01 : Unlucky

119 15 4
                                    

Ansan, 14 November 2018

Halo?

Aku, Song Juhee.

Bukan seorang yang sempurna, tidak memiliki ketertarikan khusus dengan Sastra. Tetapi aku tertarik dengan Astronomi dan Hukum. Keduanya adalah hidupku, yang kedepannya mungkin aku akan jalani dengan serius. Sedangkan pemuda di hadpaanku ini adalah Choi Soobin, pemuda yang mengidap kebisuan dan si maniak Sastra. Ia begitu menyukai Sastra, bahkan sering kali aku memergokinya sedang menulis Puisi dengan banyak kiasan-kiasan indah di dalam kalimatnya.

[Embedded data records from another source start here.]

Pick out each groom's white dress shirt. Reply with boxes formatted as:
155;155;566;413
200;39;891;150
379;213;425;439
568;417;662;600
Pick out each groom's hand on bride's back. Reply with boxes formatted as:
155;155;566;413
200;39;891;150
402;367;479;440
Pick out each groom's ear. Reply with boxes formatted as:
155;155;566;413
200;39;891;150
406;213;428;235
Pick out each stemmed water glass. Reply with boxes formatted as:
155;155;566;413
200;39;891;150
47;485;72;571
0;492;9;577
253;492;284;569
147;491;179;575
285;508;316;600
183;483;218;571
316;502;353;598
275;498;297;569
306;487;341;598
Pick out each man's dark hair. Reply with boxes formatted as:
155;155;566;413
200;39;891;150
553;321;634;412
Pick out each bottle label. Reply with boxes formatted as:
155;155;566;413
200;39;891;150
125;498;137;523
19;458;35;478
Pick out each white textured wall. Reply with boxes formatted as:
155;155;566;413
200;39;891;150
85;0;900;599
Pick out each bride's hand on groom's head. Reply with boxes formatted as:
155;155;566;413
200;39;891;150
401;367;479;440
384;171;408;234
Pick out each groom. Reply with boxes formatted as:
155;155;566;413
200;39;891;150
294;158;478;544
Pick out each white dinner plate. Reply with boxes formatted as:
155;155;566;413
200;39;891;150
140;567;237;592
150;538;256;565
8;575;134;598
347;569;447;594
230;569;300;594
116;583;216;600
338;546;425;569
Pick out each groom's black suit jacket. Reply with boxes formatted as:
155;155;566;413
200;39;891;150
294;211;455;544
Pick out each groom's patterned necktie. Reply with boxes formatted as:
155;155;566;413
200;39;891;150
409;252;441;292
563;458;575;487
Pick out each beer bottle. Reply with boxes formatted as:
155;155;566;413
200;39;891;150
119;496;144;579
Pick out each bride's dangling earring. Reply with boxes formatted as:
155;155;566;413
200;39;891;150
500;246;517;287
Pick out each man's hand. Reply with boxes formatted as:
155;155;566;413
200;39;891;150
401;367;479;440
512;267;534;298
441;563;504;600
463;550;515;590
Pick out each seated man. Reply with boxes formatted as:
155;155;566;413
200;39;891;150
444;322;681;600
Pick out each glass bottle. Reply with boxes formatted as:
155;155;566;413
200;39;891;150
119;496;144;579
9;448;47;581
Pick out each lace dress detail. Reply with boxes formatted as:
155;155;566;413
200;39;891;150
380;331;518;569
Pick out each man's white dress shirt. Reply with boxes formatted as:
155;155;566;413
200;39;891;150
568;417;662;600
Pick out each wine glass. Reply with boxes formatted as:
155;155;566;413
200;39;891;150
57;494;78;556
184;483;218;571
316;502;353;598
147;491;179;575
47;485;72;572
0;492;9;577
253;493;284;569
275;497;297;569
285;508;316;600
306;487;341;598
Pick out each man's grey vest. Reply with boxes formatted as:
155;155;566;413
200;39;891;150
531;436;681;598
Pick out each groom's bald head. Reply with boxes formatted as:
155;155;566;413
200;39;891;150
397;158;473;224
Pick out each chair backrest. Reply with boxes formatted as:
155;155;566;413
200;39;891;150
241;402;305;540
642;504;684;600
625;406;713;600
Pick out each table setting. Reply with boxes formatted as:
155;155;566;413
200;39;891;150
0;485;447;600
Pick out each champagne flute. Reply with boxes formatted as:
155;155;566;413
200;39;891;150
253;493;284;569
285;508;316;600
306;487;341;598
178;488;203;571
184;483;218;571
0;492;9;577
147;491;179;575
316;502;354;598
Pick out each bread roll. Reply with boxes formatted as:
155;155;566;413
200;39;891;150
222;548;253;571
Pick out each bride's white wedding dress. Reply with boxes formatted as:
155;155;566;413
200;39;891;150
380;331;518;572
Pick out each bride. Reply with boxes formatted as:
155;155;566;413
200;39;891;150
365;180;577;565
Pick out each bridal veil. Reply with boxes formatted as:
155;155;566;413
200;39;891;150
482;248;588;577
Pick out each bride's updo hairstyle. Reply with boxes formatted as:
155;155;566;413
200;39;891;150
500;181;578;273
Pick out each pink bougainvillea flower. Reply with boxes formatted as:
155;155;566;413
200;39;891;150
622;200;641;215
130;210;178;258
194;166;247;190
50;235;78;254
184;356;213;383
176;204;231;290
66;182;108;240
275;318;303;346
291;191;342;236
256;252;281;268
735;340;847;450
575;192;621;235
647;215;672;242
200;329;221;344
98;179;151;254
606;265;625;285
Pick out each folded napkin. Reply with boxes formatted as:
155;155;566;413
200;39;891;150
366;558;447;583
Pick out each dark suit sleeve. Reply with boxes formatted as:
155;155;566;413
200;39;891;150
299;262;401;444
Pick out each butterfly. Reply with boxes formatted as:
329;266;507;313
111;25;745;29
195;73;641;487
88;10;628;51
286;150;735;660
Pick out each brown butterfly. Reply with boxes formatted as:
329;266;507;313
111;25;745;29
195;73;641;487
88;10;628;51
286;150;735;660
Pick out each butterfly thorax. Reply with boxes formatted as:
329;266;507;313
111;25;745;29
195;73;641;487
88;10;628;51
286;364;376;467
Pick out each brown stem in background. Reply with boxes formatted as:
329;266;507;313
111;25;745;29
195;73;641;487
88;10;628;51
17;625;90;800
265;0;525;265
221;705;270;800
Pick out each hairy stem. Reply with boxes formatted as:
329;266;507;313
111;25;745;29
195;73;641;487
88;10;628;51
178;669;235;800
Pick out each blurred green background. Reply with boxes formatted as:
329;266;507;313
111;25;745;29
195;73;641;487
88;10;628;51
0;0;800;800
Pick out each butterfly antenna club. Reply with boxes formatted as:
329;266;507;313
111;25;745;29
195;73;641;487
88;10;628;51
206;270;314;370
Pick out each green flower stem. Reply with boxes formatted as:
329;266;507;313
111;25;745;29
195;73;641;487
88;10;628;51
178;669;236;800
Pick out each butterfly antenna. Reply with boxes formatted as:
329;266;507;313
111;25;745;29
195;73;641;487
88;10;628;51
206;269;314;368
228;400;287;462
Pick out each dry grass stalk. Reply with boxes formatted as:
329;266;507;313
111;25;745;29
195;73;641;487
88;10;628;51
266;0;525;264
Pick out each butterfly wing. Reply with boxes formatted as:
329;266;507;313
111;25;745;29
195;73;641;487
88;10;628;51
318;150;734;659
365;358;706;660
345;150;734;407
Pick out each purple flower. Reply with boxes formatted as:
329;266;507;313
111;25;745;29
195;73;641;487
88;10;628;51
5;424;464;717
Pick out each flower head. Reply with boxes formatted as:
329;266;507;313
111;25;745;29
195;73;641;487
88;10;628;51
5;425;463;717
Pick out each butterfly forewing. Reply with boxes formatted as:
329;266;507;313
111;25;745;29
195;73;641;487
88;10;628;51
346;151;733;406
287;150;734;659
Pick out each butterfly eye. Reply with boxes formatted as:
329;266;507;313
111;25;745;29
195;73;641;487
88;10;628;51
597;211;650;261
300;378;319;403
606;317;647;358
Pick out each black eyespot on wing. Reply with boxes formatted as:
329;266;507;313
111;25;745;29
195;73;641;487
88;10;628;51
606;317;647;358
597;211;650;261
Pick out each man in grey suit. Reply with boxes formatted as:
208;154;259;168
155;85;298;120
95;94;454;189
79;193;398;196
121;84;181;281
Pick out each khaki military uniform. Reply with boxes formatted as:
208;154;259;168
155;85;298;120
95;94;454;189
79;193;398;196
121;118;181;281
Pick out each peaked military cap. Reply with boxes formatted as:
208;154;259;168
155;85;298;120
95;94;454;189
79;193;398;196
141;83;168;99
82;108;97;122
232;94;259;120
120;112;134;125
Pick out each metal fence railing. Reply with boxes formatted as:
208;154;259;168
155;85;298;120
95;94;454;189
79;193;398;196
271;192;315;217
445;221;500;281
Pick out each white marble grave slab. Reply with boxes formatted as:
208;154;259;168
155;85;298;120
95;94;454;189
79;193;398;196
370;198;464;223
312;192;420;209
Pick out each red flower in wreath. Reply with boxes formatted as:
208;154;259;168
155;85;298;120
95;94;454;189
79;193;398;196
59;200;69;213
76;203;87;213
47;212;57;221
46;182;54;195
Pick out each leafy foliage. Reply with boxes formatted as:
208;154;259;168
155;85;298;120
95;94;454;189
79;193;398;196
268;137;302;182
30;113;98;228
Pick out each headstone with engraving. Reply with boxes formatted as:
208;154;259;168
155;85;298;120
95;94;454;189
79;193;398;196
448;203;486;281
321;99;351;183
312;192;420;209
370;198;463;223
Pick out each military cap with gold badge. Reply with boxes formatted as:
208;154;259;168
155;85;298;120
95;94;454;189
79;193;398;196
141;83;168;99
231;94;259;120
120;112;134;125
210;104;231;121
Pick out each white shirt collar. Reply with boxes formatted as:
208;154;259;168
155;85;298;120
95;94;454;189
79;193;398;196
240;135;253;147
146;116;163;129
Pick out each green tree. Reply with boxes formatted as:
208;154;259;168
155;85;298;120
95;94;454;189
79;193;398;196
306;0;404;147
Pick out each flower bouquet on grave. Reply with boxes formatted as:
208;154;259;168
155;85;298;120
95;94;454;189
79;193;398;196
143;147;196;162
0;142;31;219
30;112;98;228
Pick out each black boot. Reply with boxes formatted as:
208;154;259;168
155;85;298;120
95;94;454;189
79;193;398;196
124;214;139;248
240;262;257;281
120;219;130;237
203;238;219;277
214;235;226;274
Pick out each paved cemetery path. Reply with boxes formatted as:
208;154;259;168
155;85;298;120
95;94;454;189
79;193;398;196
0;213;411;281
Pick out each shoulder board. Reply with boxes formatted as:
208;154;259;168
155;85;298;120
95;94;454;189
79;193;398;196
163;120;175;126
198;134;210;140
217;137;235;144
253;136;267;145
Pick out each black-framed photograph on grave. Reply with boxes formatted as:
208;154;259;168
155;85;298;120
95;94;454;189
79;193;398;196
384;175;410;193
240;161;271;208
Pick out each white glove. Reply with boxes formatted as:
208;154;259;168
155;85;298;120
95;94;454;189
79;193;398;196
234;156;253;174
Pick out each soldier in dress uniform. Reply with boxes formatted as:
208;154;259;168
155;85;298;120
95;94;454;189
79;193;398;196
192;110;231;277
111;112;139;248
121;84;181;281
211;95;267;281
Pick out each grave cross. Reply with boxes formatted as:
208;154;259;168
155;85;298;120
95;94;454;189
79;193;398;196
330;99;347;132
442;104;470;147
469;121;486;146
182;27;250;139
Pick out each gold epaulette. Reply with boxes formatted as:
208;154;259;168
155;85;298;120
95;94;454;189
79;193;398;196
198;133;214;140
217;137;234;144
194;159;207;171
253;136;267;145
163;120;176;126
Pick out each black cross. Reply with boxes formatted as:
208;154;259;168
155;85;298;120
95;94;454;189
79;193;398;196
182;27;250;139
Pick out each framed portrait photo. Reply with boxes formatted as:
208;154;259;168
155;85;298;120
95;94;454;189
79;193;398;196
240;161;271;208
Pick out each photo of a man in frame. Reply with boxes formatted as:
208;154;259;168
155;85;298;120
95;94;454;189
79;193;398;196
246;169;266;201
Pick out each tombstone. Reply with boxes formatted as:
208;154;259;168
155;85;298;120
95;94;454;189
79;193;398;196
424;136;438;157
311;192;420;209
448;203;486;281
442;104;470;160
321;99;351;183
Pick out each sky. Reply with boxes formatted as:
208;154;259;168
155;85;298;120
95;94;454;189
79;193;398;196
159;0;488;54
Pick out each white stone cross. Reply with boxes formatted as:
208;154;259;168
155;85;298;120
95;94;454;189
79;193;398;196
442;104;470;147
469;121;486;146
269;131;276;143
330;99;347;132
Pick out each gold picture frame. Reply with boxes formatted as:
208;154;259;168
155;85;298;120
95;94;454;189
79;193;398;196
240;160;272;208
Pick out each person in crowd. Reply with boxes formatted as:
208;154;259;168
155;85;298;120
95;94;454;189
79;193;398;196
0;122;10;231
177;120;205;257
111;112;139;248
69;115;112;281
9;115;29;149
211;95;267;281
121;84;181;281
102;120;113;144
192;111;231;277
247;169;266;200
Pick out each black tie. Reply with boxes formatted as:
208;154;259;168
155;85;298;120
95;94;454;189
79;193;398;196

Ada beberapa hal yang juga disukai oleh Soobin, ia adalah perpustakaan dan aroma kertas. Katanya aromanya membuat ia tenang entah kenapa, dan perpustakaan membuatnya sepertinya terlempar ke atas cakrawala yang begitu indah. Soobin itu mencintai buku.

Maka tak heran ia selalu antusias apabila aku mengajaknya ke perpustakaan.

Yang bertanya apa hubungan kami saat ini, kami bukan seorang sahabat melainkan teman! Teman yang sangat dekat. Kami berteman sejak Soobin pindah ke sekolah ini satu bulan yang lalu, belum terlalu lama memang kami berteman, tetapi kami sudah sangat dekat. Bila di ibaratkan kami sudah seperti dua manusia yang ditempelkan dengan lem super. Tidak bisa lepas.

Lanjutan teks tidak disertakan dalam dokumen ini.